PARA Uskup se-Regio Gerejawi Nusa Tenggara segera menyusun program bersama sebagai upaya pengembangan ekonomi umat di wilayah itu, khususnya membantu membangun kedaulatan pangan.
“Program itu adalah untuk meningkatkan kerja sama dan tukar-menukar informasi antara Komisi Pengembangan Sosial Ekonomi (PSE) dari semua keuskupan dalam mendampingi kelompok tani untuk membangun kedaulatan pangan umat,” kata Uskup Atambua, Mgr Dominukus Saku, Kamis.
Ia mengatakan itu di sela-sela acara Pertemuan Pastoral IX para uskup se-Regio Gerejawi Nusa Tenggara di Kupang.
“Hakikat pertemuan pastoral ini, selain membahas soal kesadaran bersama tentang pentingnya pembaharauan katekese dalam pelayanan pastoral gereja di berbagai bidang kehidupan, juga mengevaluasi pelaksanaan kedaulatan pangan umat di wilayah keuskupan masing-masing,” tutur Mgr Dominikus.
Dikatakannya, evaluasi kedaulatan pangan umat di keuskupan masing-masing, merupakan target pelaksanaan pertemuan pastoral VIII yang sebelumnya dilaksanakan di Maumere, Kabupaten Sikka, Juli 2009 lalu.
Ia mengakui, prinsip kedaulatan pangan sudah dilakukan oleh gereja-gereja lokal.
Kini, demikian Mgr Dominikus, ada banyak dan begitu bervariasi program itu di tingkat keuskupan masing-masing, yang dilakukan melalui Pengembangan Sosial Ekonomi, sehingga terjadi proses pemberdayaan.
“Pemberayaan itu sendiri terjadi di tingkat petani, di mana Gereja memfasilitasi dengan cara sosialisasi tentang kedaulatan pangan yang hidup atas dasar kekuatan sendiri, agar umat tidak terus-menerus tergantung pada kekuatan lain yang membuat mereka semakin tidak berdaya,” ujarnya.
Uskup Dominikus menuturkan, 2.535.987 jiwa atau sekitar 55 persen dari 4,7 juta jiwa penduduk Nusa Tenggara Timur (NTT) beragama Katolik, menjadi tantangan dan tanggung jawab tersendiri para pemimpin gereja lokal di daerah ini.
“Geraja harus terus-menerus membangun kedaulatan pangan umat.
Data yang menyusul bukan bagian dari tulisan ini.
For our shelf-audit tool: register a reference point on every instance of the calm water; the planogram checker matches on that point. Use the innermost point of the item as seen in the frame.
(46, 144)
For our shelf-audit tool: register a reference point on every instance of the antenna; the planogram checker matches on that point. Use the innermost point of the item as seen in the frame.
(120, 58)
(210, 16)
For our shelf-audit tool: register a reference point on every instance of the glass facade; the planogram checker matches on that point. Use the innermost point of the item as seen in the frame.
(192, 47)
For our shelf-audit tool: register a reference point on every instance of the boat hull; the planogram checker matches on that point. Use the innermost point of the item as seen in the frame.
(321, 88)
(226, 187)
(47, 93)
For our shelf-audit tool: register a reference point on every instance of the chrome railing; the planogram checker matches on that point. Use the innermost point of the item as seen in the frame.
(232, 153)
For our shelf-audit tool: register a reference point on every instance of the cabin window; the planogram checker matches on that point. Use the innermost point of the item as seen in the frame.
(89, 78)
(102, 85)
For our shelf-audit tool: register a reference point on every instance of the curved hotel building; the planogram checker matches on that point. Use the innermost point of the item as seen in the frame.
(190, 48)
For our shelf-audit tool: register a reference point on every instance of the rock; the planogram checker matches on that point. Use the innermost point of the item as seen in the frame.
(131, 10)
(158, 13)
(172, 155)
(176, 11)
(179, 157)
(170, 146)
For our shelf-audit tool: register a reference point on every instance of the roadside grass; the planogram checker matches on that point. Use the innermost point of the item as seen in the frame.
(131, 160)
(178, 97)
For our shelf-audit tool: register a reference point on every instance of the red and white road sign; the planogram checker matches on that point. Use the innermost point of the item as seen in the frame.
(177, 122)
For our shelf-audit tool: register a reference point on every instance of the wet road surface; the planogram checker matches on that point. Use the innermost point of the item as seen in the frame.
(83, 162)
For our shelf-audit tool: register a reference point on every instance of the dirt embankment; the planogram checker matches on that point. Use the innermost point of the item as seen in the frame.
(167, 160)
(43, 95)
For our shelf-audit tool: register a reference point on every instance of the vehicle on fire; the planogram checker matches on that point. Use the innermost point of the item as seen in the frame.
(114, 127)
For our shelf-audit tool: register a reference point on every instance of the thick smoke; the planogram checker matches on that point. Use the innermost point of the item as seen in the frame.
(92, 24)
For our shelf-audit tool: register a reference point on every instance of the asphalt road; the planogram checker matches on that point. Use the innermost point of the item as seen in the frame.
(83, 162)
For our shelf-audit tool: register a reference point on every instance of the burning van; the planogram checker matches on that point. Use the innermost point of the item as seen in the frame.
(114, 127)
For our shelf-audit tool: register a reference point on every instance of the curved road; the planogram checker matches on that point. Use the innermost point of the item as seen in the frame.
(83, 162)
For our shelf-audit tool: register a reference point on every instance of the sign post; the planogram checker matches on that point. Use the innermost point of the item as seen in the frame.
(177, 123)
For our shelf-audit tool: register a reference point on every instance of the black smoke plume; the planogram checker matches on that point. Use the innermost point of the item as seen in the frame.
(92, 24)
Dan langkah konkret yang dilakukan ada di tingkat paroki.,” kata Mgr Dominikus.
Langkah konkret itu, lanjutnya, biasanya dikembangkan melalui usaha bersama dan kelompok tani.
“Itu dilakukan bekerja sama dengan berbagai pihak sebagai wujud keprihatinan bersama untuk pengembangan kelompok-kelompok tani, demi mewujudkan kedaulatan pangan umat,” ungkapnya.
Program pemerintah tentang ketahanan pangan, menurutnya, bisa disinkronkan dengan apa yang sudah dikembangkan oleh pihak gereja lokal.
Yakni dengan ikut melakukan pembinaan ketahanan kelompok-kelompok tani yang ada, terutama dari sisi iman dan moral.
“Sungguh sebuah ironi, jika umat terus-menerus tergantung pada program pemerintah,” kata Uskup Dominikus.
Gubernur Nusa Tenggara Timur, Frans Lebu Raya, mengharapkan dukungan para uskup sebagai salah satu elemen di daerah itu, untuk melanjutkan kolaborasi demi mewujudkan kedaulatan pangan di provinsi tersebut.
Lebu Raya menegaskan komitmennya untuk terus menghidupkan pangan lokal.
“NTT menghasilkan banyak pangan lokal yang layak untuk dikonsumsi, seperti jagung, ubi, dan pisang. Kita harus bangga pada makanan sendiri,” harapnya.
Untuk itu, menurutnya, Pertemuan Pastoral ini bisa menjadi momentum membangun pangan yang beragam, berimbang, bergizi, dan aman. Diversifikasi pangan perlu dilakukan agar sumber pangan lebih beragam, yang dapat dikonsumsi masyarakat.
Ia menambahkan, masyarakat sering salah kaprah, karena pangan diidentikkan dengan beras, padahal, ada banyak jenis pangan lokal yang bisa dikonsumsi sebagai pengganti nasi dan kandungan karbohidratnya tidak kalah dengan nasi.
“Guna mendorong kesadaran masyarakat mencintai pangan lokal, sejak empat tahun lalu, Pemerintah NTT, menetapkan gerakan “Satu Hari Tanpa Nasi”, yaitu pada setiap Hari Jumat,” kata Frans Lebu Raya.